El joven de la sudadera fue a cogerle las manos a Viktor, pero justo antes de que la cámara cambiara de plano y enfocara al coro, Rebecka vio que Viktor se echaba hacia atrás, liberándose del agarrón de Patrik Mattsson.
«¿Qué ha sido eso? -pensó-. ¿Qué les pasa?»
Miró de reojo a Anna-Maria Mella, pero ella estaba agachada, buscando algo entre un montón de cintas de vídeo en una caja de cartón que había en el suelo.
– Aquí está la cinta de ayer por la tarde -dijo Anna-Maria, asomando por el otro lado de la mesa-. ¿Quieres ver un trozo?

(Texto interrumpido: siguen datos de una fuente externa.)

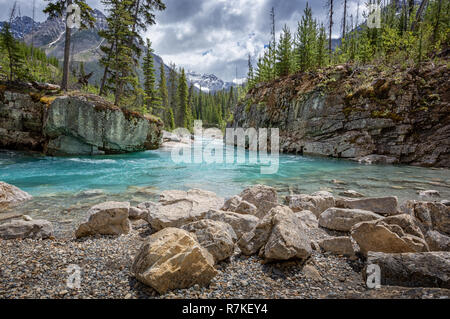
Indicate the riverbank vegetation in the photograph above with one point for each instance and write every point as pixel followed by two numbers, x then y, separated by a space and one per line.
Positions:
pixel 408 33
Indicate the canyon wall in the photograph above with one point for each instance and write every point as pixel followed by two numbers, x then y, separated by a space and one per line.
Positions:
pixel 74 124
pixel 393 114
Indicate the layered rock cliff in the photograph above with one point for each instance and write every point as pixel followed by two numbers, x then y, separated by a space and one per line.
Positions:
pixel 351 112
pixel 74 124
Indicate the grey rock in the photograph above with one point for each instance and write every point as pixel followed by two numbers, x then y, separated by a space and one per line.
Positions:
pixel 10 194
pixel 177 208
pixel 241 223
pixel 278 236
pixel 389 236
pixel 342 219
pixel 110 218
pixel 217 237
pixel 382 205
pixel 316 203
pixel 338 245
pixel 263 197
pixel 22 229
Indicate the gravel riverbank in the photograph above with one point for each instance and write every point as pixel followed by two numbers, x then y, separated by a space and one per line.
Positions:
pixel 38 269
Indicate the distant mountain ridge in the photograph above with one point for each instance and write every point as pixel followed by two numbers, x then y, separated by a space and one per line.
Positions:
pixel 50 36
pixel 208 82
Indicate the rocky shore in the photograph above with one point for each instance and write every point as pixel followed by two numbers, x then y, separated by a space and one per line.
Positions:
pixel 195 244
pixel 40 118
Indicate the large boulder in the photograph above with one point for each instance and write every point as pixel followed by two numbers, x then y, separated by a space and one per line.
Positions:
pixel 22 229
pixel 110 218
pixel 316 203
pixel 308 219
pixel 87 124
pixel 278 236
pixel 10 194
pixel 241 223
pixel 389 236
pixel 437 241
pixel 173 259
pixel 338 245
pixel 217 237
pixel 237 205
pixel 434 216
pixel 342 219
pixel 177 208
pixel 426 269
pixel 385 206
pixel 263 197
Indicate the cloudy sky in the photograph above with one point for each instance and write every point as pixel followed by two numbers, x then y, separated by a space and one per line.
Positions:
pixel 215 36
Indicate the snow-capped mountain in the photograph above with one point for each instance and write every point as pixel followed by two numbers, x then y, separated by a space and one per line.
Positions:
pixel 209 82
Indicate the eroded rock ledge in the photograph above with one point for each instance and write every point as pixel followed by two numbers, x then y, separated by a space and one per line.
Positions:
pixel 369 114
pixel 74 124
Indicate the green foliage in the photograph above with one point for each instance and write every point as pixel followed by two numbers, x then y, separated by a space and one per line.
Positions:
pixel 15 58
pixel 152 99
pixel 306 42
pixel 184 118
pixel 406 38
pixel 33 64
pixel 284 57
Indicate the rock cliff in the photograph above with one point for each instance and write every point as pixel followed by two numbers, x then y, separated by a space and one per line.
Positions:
pixel 73 124
pixel 402 114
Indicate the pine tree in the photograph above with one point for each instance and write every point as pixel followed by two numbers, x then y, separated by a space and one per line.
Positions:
pixel 141 15
pixel 173 94
pixel 119 56
pixel 331 12
pixel 152 99
pixel 284 53
pixel 306 39
pixel 321 47
pixel 14 54
pixel 184 118
pixel 163 93
pixel 56 8
pixel 170 119
pixel 250 74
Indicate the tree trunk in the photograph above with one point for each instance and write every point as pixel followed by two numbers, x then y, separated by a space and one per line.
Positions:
pixel 105 74
pixel 436 26
pixel 331 28
pixel 65 79
pixel 345 20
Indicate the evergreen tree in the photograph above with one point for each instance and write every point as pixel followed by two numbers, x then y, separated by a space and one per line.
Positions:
pixel 173 94
pixel 141 16
pixel 306 41
pixel 163 93
pixel 119 56
pixel 170 119
pixel 250 75
pixel 14 54
pixel 321 47
pixel 284 53
pixel 185 115
pixel 152 99
pixel 56 8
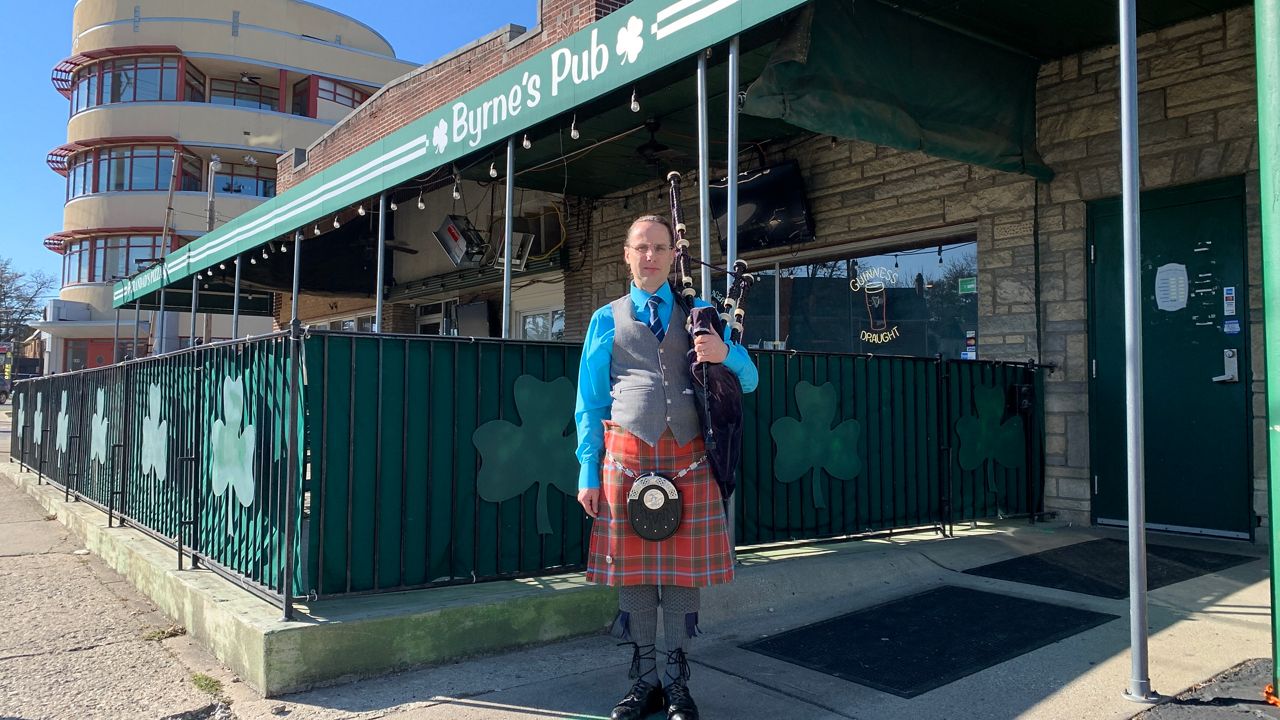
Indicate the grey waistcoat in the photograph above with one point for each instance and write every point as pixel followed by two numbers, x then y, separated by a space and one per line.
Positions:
pixel 650 383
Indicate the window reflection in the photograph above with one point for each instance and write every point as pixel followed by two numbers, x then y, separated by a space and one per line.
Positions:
pixel 918 301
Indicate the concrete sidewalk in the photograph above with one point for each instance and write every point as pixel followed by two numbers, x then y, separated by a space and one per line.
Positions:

En la cinta grabada al día siguiente del asesinato aparecía otra vez Thomas Söderberg predicando. Bajo sus pies, las tablas de madera eran ahora de un tono marrón por la sangre y había una gran cantidad de rosas esparcidas por el suelo.
En la congregación se respiraba un ambiente grave y fervoroso. Thomas Söderberg animaba a los miembros participantes a que se armaran para una guerra espiritual.